Pool/Getty Images News

Politico reports that a revised Syria AUMF is being drafted in the Senate:

Some of the options being considered for the revised Authorization for the Use of Military Force include a 60-day period for Obama to launch “narrow, limited” strikes against Assad’s regime with the potential for a 30-day extension of that deadline.

Language barring the insertion of U.S. ground troops — but crafted to allow special forces operations or the rescue of a downed American flier, for instance — is also being considered, the sources said.

And Obama would be prohibited from making the toppling of Assad’s government the goal of any U.S. military effort in Syria, as some hawkish lawmakers have supported

Two reactions.

First, Congress needs to pay attention to the distinction between an authorization and a prohibition. Authorizing strikes for sixty days, and only for sixty days, will not by itself prohibit the President from using force beyond sixty days. The reason: the President thinks he has independent, inherent Article II authority to engage in the strikes. If Congress wants to limit the President, it must do so through authorizations combined with prohibitions. The President can in theory disregard a prohibition as a violation of his Commander in Chief power. But in this context, where the constitutional arguments for inherent power are already weak, the arguments for an exclusive presidential power are much weaker yet (and the political costs of defying a congressional restriction in this context would be enormous).

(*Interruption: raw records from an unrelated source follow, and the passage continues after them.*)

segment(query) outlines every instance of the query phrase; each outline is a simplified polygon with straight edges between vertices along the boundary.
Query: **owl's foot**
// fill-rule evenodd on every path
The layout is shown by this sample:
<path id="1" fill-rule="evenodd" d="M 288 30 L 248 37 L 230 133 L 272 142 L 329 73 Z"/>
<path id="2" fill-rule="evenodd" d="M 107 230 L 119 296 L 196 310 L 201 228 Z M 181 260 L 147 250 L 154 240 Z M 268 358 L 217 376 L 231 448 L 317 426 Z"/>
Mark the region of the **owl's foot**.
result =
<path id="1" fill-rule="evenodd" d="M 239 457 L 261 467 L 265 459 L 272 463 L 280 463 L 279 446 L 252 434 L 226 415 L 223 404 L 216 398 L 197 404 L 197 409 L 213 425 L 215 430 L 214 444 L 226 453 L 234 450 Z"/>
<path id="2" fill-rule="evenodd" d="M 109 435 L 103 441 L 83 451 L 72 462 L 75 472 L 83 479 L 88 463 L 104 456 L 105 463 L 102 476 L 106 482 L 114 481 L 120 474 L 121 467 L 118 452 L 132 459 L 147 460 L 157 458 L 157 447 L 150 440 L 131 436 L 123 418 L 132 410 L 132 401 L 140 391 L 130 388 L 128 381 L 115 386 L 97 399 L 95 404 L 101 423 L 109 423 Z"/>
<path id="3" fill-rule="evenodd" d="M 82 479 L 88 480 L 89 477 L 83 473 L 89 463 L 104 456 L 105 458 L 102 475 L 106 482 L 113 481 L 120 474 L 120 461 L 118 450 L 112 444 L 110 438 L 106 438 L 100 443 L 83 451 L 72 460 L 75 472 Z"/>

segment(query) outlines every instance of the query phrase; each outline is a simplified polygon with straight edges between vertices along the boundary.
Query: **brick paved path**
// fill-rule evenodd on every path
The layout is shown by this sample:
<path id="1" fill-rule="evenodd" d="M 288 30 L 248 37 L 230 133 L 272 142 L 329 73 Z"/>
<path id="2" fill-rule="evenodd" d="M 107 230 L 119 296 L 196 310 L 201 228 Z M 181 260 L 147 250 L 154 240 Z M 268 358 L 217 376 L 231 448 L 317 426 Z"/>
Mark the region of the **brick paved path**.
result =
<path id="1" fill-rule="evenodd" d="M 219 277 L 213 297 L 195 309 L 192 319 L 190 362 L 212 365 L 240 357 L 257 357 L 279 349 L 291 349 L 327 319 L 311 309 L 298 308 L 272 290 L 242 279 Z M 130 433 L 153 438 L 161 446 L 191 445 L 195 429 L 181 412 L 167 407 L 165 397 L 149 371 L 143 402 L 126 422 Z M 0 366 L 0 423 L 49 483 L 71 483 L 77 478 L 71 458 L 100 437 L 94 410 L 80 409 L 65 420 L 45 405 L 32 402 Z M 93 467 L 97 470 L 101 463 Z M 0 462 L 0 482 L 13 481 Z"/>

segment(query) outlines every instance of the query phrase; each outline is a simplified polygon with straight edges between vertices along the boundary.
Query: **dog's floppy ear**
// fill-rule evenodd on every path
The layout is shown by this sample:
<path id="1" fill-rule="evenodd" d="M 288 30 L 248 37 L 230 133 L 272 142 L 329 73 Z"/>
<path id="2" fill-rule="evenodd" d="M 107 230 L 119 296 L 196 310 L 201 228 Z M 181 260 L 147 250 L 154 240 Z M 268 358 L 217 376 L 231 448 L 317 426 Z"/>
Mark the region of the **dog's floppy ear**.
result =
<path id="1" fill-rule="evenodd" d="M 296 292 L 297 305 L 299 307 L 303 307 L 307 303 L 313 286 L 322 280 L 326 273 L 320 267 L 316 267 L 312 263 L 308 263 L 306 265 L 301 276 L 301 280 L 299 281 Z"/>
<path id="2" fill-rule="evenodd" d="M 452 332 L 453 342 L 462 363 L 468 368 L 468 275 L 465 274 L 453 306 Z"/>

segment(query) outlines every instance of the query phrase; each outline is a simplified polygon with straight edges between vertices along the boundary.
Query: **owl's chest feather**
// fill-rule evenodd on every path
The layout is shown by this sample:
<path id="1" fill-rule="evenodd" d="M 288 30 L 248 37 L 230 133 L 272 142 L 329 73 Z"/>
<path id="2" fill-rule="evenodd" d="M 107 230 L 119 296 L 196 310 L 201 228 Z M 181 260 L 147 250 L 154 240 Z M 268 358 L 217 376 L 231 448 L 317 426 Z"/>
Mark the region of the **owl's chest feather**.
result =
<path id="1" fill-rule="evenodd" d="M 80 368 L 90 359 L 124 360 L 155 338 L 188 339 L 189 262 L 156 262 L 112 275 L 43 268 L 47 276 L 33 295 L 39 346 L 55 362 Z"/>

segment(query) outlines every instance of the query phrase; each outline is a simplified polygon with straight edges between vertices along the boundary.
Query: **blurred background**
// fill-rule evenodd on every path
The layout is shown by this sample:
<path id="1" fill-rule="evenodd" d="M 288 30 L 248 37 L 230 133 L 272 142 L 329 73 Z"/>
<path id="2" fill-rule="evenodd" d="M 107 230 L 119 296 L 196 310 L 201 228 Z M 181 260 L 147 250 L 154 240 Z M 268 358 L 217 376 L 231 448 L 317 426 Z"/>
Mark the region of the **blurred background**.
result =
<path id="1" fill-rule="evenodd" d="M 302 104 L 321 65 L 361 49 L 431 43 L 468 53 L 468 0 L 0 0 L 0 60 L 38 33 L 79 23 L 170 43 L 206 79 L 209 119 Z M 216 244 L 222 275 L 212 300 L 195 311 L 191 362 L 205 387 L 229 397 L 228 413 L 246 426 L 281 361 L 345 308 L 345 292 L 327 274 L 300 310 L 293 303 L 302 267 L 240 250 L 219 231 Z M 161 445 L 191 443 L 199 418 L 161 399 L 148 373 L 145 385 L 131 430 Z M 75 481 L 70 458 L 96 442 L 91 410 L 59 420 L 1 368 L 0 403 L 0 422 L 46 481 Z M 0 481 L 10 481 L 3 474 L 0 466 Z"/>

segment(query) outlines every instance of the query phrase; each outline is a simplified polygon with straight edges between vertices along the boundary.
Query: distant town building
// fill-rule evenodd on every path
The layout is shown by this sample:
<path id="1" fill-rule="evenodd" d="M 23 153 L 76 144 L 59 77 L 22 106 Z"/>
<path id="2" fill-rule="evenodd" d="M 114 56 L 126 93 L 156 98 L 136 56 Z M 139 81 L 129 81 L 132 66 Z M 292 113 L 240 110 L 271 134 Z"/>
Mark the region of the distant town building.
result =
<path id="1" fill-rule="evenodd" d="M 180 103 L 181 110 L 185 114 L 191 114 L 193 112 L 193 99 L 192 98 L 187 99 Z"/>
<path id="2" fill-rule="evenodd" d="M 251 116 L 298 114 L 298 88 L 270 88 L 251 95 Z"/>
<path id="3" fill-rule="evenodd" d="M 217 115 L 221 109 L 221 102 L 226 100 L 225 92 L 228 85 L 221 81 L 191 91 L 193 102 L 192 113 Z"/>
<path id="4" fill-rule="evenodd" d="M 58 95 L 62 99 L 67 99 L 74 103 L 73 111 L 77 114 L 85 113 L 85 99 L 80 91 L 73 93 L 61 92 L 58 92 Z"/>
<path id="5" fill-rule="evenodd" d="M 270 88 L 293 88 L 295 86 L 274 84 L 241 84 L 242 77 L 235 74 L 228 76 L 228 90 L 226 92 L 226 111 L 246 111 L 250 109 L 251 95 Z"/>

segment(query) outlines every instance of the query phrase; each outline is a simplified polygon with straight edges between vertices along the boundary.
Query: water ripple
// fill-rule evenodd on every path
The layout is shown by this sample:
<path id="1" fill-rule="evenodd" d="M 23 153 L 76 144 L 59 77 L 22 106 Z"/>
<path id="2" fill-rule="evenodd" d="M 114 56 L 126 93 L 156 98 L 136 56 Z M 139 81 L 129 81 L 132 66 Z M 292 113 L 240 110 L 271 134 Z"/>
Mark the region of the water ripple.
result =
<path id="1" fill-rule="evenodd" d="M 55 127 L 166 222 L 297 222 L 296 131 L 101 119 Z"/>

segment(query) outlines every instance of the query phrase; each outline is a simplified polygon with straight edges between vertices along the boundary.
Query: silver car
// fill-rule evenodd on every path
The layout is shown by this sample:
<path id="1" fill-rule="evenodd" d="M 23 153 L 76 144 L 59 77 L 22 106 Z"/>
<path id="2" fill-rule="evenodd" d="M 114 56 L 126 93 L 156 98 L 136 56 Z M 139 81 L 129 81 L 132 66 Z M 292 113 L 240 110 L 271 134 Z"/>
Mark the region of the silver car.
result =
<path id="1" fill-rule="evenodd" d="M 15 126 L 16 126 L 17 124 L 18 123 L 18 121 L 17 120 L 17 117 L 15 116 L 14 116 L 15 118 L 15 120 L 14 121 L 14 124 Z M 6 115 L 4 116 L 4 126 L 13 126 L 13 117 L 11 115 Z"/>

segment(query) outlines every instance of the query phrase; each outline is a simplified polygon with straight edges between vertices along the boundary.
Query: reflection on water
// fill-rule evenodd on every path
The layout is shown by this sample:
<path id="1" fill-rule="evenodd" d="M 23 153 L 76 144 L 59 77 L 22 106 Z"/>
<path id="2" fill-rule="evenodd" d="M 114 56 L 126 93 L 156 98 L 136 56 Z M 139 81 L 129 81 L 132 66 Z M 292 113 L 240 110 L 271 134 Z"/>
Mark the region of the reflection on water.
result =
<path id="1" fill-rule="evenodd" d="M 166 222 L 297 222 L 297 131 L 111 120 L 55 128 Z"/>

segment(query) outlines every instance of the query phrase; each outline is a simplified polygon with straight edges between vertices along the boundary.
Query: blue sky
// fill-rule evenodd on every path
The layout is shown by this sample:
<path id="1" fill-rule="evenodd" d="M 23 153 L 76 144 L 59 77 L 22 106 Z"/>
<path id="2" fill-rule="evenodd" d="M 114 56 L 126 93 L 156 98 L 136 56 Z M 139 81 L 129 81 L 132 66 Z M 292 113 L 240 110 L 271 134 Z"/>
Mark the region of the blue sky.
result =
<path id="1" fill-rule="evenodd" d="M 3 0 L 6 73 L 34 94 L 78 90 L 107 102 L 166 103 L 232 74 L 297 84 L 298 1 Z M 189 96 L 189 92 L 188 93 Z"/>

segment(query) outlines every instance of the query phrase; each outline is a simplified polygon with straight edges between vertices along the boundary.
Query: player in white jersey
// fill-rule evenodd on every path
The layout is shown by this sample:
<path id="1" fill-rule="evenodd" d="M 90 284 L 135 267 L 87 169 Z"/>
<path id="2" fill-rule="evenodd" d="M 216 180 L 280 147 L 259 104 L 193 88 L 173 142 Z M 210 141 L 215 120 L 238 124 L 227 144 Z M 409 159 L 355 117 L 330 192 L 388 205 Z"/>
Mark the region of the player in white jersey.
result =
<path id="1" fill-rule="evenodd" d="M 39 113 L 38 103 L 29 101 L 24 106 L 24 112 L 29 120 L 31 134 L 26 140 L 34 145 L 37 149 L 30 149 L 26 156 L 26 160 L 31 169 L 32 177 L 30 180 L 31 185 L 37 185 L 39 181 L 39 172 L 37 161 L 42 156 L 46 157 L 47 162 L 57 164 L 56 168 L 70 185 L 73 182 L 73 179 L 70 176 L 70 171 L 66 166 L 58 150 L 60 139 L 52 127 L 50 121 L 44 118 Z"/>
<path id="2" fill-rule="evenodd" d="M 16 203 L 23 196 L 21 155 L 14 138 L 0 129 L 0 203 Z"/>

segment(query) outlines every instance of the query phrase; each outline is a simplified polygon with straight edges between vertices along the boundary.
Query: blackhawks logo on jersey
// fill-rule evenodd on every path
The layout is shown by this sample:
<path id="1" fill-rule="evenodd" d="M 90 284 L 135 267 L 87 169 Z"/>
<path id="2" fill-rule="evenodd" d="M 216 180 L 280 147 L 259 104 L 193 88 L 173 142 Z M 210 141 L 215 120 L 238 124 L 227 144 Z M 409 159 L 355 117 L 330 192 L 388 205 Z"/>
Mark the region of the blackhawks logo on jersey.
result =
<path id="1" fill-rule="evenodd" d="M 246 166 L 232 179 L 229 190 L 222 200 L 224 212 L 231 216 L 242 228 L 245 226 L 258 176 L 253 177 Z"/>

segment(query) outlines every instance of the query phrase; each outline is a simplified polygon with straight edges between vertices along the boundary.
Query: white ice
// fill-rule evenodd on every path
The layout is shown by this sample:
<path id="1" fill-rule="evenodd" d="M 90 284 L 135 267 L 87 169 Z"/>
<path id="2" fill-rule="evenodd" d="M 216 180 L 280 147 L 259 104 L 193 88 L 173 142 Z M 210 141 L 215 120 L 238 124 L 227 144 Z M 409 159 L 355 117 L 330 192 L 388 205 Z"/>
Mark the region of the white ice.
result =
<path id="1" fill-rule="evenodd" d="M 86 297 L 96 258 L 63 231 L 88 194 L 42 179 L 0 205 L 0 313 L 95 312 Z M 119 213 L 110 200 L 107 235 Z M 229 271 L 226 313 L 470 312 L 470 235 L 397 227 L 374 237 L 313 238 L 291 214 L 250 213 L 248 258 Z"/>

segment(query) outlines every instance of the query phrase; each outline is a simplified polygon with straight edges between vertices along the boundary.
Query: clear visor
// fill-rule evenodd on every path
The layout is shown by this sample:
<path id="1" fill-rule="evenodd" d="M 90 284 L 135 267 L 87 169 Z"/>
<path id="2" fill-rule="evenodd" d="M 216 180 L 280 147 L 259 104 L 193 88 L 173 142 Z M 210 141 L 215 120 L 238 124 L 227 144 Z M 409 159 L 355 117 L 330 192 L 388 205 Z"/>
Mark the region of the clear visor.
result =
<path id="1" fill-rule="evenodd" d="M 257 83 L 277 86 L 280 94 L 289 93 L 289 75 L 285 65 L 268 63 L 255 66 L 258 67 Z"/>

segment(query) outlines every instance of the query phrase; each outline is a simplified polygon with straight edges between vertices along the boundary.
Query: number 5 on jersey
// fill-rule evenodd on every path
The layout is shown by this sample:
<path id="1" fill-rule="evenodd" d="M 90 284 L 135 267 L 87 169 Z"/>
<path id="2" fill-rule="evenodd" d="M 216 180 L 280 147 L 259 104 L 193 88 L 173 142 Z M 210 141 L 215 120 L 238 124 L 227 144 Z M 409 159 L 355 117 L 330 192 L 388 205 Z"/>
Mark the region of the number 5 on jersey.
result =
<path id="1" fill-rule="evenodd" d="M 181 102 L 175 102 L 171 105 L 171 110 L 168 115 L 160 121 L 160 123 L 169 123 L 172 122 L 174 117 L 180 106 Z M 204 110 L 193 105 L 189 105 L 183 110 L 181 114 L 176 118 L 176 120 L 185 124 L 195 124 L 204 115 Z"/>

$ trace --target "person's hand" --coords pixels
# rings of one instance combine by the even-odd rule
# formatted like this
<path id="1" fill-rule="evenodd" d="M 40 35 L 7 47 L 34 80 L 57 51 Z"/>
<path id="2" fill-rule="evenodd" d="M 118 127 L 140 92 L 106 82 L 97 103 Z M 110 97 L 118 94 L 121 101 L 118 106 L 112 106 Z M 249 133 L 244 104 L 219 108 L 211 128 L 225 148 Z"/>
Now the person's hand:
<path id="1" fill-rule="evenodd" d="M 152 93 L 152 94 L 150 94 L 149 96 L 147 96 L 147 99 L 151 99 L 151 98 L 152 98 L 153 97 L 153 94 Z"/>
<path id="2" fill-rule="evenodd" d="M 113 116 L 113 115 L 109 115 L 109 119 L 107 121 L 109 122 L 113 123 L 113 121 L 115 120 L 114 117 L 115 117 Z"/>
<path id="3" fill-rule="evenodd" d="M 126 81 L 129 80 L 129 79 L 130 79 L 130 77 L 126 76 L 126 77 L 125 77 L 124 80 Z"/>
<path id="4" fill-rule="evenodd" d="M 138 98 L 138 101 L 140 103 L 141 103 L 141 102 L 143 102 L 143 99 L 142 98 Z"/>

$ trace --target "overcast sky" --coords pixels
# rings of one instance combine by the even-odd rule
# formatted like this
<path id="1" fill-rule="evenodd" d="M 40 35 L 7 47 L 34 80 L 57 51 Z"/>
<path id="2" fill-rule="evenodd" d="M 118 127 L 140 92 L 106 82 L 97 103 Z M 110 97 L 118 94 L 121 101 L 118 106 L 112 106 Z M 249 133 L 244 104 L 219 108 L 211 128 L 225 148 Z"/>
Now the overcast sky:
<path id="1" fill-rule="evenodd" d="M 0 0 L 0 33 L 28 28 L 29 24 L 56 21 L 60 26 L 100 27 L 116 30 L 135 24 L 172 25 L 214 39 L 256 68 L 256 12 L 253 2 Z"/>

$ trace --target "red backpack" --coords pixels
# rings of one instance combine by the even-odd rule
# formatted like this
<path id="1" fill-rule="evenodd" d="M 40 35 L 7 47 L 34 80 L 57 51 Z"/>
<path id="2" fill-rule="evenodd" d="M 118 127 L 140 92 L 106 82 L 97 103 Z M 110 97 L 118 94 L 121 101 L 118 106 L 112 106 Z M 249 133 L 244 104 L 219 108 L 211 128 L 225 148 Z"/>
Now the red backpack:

Second, limiting the purposes of the attack to avoid toppling Assad’s government won’t by itself stop the President from acting to topple Assad’s government if he can do so pursuant to some more benign purpose, such as deterring use of WMDs. Recall that the administration had no overt authorization from the Security Council to topple Gaddafi. But ultimately it read the Security Council authorization “to take all necessary measures ... to protect civilians and civilian populated areas under threat of attack in the Libyan Arab Jamahiriya” as sanction to pursue and attack Gaddafi.

Writing an AUMF that adequately empowers and constraints the President is hard.